The only statutory limitation on an employer's obligation to provide "reasonable accommodation" is that no such change or modification is required if it would cause "undue hardship" to the employer.(16) "Undue hardship" means significant difficulty or expense and focuses on the resources and circumstances of the particular employer in relationship to the cost or difficulty of providing a specific accommodation. Undue hardship refers not only to financial difficulty, but to reasonable accommodations that are unduly extensive, substantial, or disruptive, or those that would fundamentally alter the nature or operation of the business.(17) An employer must assess on a case-by-case basis whether a particular reasonable accommodation would cause undue hardship.

An employer does not have to provide a reasonable accommodation that would cause an "undue hardship" to the employer. Generalized conclusions will not suffice to support a claim of undue hardship. Instead, undue hardship must be based on an individualized assessment of current circumstances that show that a specific reasonable accommodation would cause significant difficulty or expense.(113) A determination of undue hardship should be based on several factors, including:

the nature and cost of the accommodation needed;

the overall financial resources of the facility making the reasonable accommodation; the number of persons employed at this facility; the effect on expenses and resources of the facility;

the overall financial resources, size, number of employees, and type and location of facilities of the employer (if the facility involved in the reasonable accommodation is part of a larger entity);

the type of operation of the employer, including the structure and functions of the workforce, the geographic separateness, and the administrative or fiscal relationship of the facility involved in making the accommodation to the employer;

the impact of the accommodation on the operation of the facility.(114)

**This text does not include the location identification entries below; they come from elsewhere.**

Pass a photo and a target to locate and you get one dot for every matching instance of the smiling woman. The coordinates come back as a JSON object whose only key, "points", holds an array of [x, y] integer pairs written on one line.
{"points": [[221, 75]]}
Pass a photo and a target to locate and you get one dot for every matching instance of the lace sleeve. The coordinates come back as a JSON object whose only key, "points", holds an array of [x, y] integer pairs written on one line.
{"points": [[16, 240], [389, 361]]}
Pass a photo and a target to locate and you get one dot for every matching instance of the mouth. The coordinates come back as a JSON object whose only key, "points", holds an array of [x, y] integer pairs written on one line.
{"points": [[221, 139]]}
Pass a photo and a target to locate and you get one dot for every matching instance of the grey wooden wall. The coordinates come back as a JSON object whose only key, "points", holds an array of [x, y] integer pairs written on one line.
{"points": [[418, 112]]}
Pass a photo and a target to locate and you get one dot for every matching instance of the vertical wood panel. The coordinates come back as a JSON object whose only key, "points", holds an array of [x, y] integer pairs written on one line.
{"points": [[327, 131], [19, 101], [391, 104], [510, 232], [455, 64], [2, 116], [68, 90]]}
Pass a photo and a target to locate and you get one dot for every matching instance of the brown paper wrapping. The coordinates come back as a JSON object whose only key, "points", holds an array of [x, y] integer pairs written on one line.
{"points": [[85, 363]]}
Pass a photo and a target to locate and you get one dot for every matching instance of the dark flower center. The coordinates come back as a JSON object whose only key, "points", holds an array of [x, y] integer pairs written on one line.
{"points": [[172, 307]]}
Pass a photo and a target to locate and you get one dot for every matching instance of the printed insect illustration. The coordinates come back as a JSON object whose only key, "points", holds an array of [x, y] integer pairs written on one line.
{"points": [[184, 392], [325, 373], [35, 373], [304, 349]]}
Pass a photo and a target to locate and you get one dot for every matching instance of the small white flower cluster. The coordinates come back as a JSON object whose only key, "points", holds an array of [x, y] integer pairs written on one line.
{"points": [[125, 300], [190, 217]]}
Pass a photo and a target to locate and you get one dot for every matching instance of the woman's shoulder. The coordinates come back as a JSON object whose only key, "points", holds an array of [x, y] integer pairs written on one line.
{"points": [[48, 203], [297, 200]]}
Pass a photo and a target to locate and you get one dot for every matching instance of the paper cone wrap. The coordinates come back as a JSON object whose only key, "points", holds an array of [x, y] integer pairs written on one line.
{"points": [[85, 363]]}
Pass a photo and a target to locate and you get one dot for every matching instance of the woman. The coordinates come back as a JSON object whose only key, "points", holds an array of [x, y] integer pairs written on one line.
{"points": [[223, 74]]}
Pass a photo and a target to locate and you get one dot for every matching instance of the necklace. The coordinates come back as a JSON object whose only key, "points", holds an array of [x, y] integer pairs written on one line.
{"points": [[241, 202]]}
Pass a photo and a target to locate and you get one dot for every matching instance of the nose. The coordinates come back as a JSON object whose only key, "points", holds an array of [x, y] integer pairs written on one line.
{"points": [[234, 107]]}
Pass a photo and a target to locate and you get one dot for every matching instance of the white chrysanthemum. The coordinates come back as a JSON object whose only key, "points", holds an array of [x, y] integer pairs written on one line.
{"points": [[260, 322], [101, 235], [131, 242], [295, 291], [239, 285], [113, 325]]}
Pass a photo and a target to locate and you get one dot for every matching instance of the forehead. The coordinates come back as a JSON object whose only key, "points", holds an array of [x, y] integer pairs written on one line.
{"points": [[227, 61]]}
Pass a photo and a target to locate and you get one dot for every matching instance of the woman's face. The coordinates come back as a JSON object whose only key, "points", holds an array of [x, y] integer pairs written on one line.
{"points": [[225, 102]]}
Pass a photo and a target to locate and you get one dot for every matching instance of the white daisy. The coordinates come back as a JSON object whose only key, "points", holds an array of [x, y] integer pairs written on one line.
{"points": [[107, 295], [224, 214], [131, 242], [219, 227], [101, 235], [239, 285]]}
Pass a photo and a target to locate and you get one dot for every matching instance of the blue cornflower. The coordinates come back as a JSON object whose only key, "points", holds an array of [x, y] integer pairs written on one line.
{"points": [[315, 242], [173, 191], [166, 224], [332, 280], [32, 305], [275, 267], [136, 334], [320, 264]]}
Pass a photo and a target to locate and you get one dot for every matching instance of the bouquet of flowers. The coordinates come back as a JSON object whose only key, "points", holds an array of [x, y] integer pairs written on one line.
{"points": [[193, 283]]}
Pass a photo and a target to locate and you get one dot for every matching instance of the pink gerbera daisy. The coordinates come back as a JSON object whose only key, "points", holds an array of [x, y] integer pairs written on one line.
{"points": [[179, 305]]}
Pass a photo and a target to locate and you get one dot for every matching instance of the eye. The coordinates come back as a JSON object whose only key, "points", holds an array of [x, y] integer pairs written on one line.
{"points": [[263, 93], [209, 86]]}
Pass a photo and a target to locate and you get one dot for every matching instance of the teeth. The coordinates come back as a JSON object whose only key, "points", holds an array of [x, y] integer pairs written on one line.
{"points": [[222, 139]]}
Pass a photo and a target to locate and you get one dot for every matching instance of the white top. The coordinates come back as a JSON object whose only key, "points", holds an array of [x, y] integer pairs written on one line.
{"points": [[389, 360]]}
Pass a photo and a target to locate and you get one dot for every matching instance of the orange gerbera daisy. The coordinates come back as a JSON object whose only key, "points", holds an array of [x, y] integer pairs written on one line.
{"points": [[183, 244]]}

The ADA's legislative history indicates that Congress wanted employers to consider all possible sources of outside funding when assessing whether a particular accommodation would be too costly.(115) Undue hardship is determined based on the net cost to the employer. Thus, an employer should determine whether funding is available from an outside source, such as a state rehabilitation agency, to pay for all or part of the accommodation.(116)

If an employer determines that one particular reasonable accommodation will cause undue hardship, but a second type of reasonable accommodation will be effective and will not cause an undue hardship, then the employer must provide the second accommodation.

An employer cannot claim undue hardship based on employees' (or customers') fears or prejudices toward the individual's disability.(117) Nor can undue hardship be based on the fact that provision of a reasonable accommodation might have a negative impact on the morale of other employees. Employers, however, may be able to show undue hardship where provision of a reasonable accommodation would be unduly disruptive to other employees' ability to work.